Improving Question Answering Model Robustness with Synthetic Adversarial Data Generation
This work addresses the problem of adversarial robustness in question answering models for AI practitioners, offering a scalable alternative to expensive human data collection.
The paper tackled the vulnerability of question answering models to adversarial attacks by using synthetic adversarial data generation to improve robustness, resulting in a 3.7 F1 improvement on the AdversarialQA dataset and reducing human fooling rates from 17.6% to 8.8%.

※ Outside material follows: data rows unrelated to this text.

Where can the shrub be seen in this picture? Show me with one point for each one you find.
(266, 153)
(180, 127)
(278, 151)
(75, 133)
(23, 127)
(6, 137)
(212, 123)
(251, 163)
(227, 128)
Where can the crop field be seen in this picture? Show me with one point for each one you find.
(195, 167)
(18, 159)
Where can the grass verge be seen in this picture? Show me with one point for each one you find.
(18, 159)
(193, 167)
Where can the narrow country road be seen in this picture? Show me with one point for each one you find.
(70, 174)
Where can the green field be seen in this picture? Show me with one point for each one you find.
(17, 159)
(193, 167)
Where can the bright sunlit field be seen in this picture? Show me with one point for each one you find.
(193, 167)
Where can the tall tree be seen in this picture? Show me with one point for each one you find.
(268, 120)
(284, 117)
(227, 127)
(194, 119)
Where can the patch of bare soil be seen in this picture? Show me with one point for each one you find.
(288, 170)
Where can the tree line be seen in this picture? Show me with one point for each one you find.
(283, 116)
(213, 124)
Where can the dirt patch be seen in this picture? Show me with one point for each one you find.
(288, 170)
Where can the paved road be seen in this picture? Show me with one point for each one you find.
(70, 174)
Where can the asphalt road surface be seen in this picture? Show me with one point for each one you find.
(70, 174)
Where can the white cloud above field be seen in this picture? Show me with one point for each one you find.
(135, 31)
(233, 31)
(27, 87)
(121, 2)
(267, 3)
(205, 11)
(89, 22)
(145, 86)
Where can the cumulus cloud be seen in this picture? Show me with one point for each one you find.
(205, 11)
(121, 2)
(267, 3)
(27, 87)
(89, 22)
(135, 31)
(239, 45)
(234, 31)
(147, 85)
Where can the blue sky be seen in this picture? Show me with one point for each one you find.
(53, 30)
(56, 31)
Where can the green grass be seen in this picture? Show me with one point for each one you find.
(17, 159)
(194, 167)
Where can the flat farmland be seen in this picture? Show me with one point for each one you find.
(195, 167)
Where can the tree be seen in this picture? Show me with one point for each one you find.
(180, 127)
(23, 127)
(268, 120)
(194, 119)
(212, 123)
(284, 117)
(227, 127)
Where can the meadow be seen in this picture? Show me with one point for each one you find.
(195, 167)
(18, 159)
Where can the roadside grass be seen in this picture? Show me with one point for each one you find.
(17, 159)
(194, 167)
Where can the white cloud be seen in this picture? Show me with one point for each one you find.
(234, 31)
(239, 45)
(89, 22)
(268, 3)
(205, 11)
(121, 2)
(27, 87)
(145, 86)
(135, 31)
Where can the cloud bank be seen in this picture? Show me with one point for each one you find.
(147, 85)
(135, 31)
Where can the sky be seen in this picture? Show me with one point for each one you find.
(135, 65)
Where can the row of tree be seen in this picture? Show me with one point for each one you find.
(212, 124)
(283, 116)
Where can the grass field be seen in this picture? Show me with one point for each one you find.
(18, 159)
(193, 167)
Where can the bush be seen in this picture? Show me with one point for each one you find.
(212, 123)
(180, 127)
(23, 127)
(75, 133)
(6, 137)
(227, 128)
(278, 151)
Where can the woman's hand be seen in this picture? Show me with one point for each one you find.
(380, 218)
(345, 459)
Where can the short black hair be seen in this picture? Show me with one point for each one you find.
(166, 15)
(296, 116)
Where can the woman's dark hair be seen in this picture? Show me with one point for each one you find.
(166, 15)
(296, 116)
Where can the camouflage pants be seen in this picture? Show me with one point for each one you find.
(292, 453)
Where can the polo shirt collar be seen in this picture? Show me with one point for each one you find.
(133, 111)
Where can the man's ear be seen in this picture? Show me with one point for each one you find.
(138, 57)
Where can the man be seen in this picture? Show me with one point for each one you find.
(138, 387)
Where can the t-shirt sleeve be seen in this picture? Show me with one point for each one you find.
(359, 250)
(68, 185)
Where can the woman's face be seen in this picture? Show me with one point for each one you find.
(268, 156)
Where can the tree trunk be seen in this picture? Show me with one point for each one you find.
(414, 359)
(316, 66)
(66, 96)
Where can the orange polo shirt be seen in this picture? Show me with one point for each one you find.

Despite recent progress, state-of-the-art question answering models remain vulnerable to a variety of adversarial attacks. While dynamic adversarial data collection, in which a human annotator tries to write examples that fool a model-in-the-loop, can improve model robustness, this process is expensive which limits the scale of the collected data. In this work, we are the first to use synthetic adversarial data generation to make question answering models more robust to human adversaries. We develop a data generation pipeline that selects source passages, identifies candidate answers, generates questions, then finally filters or re-labels them to improve quality. Using this approach, we amplify a smaller human-written adversarial dataset to a much larger set of synthetic question-answer pairs. By incorporating our synthetic data, we improve the state-of-the-art on the AdversarialQA dataset by 3.7F1 and improve model generalisation on nine of the twelve MRQA datasets. We further conduct a novel human-in-the-loop evaluation to show that our models are considerably more robust to new human-written adversarial examples: crowdworkers can fool our model only 8.8% of the time on average, compared to 17.6% for a model trained without synthetic data.